Par Maxime Brigand, au stade Loujniki
4 minutes
Deschamps, le combo du chef

Vingt ans après son sacre dans la peau d’un capitaine en 1998, Didier Deschamps est devenu dimanche soir le troisième homme de l’histoire à remporter également la Coupe du monde en tant qu’entraîneur. Immense.

Didier Deschamps titube : un sélectionneur champion du monde comme ce vieil oncle rigolo paumé sur la piste d’un mariage. La veste de costume est trempée, le câlin d’Emmanuel Macron n’y change rien et il ne faut pas compter sur Vladimir Poutine pour filer à la bande un bout de son parapluie.
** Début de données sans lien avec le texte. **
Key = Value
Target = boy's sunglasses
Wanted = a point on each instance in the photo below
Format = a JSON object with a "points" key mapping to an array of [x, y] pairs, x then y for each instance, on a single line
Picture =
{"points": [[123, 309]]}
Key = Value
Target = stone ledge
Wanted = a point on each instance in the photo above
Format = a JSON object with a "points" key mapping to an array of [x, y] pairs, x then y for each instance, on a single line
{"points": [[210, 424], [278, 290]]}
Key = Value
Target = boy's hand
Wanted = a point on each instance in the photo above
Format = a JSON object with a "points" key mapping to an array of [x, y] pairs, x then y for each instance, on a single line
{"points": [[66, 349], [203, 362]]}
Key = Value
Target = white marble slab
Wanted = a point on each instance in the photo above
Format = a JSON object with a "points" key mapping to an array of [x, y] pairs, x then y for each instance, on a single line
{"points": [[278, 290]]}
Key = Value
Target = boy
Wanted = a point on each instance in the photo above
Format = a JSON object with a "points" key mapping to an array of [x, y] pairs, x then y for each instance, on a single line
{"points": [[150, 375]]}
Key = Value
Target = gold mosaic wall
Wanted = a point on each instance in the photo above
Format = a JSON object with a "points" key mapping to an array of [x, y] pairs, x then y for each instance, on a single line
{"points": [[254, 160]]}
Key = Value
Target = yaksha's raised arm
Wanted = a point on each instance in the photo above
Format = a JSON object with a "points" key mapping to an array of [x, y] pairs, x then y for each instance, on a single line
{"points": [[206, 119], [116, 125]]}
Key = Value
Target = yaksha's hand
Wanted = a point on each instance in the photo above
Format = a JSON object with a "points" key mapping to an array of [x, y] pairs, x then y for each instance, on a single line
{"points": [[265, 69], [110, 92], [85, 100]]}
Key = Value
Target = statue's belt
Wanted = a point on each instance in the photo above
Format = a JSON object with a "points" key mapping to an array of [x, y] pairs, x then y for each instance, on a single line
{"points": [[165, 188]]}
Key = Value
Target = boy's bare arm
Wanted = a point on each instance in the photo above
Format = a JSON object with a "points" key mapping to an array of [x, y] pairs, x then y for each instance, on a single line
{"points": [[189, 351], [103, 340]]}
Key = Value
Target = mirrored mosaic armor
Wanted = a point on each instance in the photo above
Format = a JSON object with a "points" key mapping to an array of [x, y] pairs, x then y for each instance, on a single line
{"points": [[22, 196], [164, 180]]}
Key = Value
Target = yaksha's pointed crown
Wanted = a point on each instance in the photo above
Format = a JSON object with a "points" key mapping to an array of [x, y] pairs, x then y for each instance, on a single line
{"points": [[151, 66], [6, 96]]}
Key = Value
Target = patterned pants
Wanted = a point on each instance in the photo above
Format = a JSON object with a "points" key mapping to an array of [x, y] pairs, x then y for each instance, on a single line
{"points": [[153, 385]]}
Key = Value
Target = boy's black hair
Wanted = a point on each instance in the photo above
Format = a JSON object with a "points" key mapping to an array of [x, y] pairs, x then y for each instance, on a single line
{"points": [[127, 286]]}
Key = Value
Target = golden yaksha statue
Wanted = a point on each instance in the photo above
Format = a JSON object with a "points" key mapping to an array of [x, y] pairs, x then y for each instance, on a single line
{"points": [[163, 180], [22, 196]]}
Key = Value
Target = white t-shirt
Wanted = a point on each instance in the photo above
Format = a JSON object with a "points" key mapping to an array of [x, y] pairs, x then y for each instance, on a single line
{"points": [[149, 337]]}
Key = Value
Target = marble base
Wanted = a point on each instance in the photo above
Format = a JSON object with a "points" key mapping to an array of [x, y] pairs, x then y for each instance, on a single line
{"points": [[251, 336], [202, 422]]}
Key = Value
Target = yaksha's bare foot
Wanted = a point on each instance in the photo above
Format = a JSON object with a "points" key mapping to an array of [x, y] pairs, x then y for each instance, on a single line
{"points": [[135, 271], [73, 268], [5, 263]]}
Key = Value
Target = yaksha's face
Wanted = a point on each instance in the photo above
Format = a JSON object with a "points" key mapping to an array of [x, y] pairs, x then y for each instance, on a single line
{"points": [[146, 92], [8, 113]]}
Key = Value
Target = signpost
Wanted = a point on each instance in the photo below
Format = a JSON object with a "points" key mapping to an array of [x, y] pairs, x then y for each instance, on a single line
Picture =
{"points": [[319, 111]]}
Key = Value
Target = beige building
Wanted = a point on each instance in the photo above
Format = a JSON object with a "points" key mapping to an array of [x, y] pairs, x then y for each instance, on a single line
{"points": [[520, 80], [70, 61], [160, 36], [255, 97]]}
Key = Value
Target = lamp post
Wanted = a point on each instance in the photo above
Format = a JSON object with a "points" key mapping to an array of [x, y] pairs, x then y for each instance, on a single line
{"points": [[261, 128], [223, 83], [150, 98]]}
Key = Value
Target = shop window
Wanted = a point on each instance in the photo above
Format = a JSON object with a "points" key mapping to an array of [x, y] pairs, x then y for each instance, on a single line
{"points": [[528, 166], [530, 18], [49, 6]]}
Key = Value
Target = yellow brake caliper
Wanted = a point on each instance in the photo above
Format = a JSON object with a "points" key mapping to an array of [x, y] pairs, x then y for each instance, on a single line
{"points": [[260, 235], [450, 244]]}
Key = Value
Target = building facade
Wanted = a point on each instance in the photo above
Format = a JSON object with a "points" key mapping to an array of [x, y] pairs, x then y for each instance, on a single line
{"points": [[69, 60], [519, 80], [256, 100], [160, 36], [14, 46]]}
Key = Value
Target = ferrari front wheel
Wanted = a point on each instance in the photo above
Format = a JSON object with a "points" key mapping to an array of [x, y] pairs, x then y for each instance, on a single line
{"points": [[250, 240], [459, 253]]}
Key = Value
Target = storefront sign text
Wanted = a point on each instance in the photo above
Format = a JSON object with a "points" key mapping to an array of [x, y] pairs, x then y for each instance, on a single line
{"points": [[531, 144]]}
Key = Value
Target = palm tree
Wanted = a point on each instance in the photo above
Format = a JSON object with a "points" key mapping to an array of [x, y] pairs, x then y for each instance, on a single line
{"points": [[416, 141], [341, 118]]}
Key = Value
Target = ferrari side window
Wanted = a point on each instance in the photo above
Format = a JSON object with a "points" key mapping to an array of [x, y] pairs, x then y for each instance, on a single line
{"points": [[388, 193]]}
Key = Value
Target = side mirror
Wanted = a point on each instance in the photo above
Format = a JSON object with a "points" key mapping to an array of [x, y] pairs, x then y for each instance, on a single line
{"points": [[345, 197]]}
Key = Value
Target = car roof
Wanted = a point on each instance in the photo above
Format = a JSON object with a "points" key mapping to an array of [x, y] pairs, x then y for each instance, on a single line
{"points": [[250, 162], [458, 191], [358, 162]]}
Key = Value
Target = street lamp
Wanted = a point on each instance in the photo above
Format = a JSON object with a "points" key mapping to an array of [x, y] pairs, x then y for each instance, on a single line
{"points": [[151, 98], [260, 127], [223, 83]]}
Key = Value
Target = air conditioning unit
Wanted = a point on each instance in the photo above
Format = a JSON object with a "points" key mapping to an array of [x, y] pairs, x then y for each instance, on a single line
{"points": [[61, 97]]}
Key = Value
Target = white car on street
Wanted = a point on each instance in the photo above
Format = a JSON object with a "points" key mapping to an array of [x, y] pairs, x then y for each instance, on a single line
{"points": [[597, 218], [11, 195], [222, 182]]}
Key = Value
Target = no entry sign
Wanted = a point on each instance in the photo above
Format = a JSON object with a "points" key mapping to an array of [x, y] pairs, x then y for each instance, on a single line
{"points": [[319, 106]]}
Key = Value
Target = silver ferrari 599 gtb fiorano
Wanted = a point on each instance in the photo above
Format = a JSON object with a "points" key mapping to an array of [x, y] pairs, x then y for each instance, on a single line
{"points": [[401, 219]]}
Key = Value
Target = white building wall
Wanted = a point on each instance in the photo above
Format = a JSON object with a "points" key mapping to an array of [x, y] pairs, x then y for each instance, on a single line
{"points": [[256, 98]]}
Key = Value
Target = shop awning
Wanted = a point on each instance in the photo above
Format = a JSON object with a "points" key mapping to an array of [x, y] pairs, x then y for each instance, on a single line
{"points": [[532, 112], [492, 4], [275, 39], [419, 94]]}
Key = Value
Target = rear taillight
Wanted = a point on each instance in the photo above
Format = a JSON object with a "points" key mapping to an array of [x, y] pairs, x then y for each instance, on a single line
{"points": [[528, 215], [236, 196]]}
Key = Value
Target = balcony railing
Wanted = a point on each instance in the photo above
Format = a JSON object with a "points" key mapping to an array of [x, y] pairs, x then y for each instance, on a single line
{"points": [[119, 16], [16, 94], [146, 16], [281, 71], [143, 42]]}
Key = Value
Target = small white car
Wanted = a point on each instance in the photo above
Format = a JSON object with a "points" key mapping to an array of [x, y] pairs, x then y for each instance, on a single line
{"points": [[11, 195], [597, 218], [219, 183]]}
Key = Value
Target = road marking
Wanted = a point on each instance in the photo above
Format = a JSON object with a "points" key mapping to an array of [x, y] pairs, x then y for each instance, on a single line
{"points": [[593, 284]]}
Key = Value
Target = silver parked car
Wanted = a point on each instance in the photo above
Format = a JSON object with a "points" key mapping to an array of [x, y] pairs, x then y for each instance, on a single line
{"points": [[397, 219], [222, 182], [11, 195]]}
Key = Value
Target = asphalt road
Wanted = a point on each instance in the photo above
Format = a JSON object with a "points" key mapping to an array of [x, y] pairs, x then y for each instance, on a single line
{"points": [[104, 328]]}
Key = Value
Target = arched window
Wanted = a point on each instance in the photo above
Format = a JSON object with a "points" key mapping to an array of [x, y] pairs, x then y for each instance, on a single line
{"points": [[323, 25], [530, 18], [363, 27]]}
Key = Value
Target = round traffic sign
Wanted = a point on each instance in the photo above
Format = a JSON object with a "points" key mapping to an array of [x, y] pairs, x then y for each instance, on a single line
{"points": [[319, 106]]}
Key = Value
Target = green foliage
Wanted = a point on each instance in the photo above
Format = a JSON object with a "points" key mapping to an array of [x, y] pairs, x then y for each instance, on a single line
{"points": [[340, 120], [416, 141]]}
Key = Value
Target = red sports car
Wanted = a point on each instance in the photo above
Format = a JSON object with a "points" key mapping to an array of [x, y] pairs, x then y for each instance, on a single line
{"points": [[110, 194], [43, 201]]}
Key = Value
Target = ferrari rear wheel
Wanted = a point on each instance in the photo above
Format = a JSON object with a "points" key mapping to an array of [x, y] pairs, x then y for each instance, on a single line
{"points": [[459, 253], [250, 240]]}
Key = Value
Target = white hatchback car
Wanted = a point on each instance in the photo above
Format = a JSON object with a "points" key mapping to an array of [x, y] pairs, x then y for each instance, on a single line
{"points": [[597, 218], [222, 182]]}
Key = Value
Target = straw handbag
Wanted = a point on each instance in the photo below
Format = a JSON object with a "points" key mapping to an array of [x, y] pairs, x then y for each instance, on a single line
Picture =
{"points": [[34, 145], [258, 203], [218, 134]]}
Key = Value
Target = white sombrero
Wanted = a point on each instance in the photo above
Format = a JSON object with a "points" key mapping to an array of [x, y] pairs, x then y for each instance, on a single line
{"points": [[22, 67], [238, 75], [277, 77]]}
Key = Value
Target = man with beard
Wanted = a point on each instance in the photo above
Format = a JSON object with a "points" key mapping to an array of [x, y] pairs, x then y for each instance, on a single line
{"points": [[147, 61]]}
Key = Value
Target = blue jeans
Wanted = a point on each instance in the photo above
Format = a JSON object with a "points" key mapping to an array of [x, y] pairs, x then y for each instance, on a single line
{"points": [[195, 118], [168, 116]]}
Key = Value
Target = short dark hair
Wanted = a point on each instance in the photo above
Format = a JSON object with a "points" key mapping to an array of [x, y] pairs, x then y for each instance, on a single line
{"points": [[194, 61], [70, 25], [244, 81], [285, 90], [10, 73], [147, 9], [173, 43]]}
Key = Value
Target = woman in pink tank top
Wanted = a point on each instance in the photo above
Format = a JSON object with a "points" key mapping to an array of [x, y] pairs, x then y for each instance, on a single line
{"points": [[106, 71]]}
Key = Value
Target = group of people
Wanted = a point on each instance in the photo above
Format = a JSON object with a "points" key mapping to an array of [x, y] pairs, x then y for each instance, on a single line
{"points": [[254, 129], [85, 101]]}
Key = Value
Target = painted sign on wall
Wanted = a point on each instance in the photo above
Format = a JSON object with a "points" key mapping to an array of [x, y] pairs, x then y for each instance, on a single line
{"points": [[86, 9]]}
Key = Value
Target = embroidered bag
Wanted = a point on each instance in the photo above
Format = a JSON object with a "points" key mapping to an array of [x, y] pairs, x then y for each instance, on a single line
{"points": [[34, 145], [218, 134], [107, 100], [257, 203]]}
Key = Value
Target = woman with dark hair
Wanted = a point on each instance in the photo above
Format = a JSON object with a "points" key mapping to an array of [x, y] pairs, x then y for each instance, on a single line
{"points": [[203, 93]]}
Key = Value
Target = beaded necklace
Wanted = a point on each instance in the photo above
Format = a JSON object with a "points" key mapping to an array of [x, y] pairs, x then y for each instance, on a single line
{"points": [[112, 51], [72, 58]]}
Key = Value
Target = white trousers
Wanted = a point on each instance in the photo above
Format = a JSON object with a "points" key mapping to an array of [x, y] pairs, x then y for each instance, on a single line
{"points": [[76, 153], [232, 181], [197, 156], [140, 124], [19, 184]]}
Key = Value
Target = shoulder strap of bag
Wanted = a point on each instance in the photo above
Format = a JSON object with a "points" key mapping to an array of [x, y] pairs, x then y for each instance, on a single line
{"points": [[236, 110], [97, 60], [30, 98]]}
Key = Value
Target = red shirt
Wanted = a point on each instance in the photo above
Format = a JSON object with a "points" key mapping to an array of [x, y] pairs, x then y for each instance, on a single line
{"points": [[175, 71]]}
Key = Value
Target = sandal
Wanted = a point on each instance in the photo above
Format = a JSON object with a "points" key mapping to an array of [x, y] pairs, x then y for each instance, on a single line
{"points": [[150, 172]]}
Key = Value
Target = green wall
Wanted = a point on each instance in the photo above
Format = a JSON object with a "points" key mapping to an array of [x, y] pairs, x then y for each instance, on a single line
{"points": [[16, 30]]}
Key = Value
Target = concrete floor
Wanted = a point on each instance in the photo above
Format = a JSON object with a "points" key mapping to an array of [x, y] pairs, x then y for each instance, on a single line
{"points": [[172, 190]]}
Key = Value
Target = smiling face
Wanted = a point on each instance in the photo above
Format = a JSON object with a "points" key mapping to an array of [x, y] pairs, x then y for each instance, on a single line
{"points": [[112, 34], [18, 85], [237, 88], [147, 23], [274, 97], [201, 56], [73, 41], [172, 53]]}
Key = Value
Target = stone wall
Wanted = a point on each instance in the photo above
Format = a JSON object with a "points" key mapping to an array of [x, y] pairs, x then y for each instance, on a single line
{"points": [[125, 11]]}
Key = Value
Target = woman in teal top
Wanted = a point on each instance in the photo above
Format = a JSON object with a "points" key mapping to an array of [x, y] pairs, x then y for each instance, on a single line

Mais Deschamps s’en cogne pas mal et il en redemande : avant de monter sur le podium installé au milieu de la pluie moscovite dimanche soir, le coach des Bleus a été balancé dans les airs par son groupe, et Lucas Hernandez aura même profité de l’occasion pour lui envoyer de l’eau en pleine tronche. Puis, le Bayonnais a ensuite fait un pas de côté, confirmant par le geste ses mots de la veille : « Quand on est joueur, on est acteur, c’est la grande différence. Quand on est sélectionneur, on vit à travers les joueurs. Le match leur appartient. »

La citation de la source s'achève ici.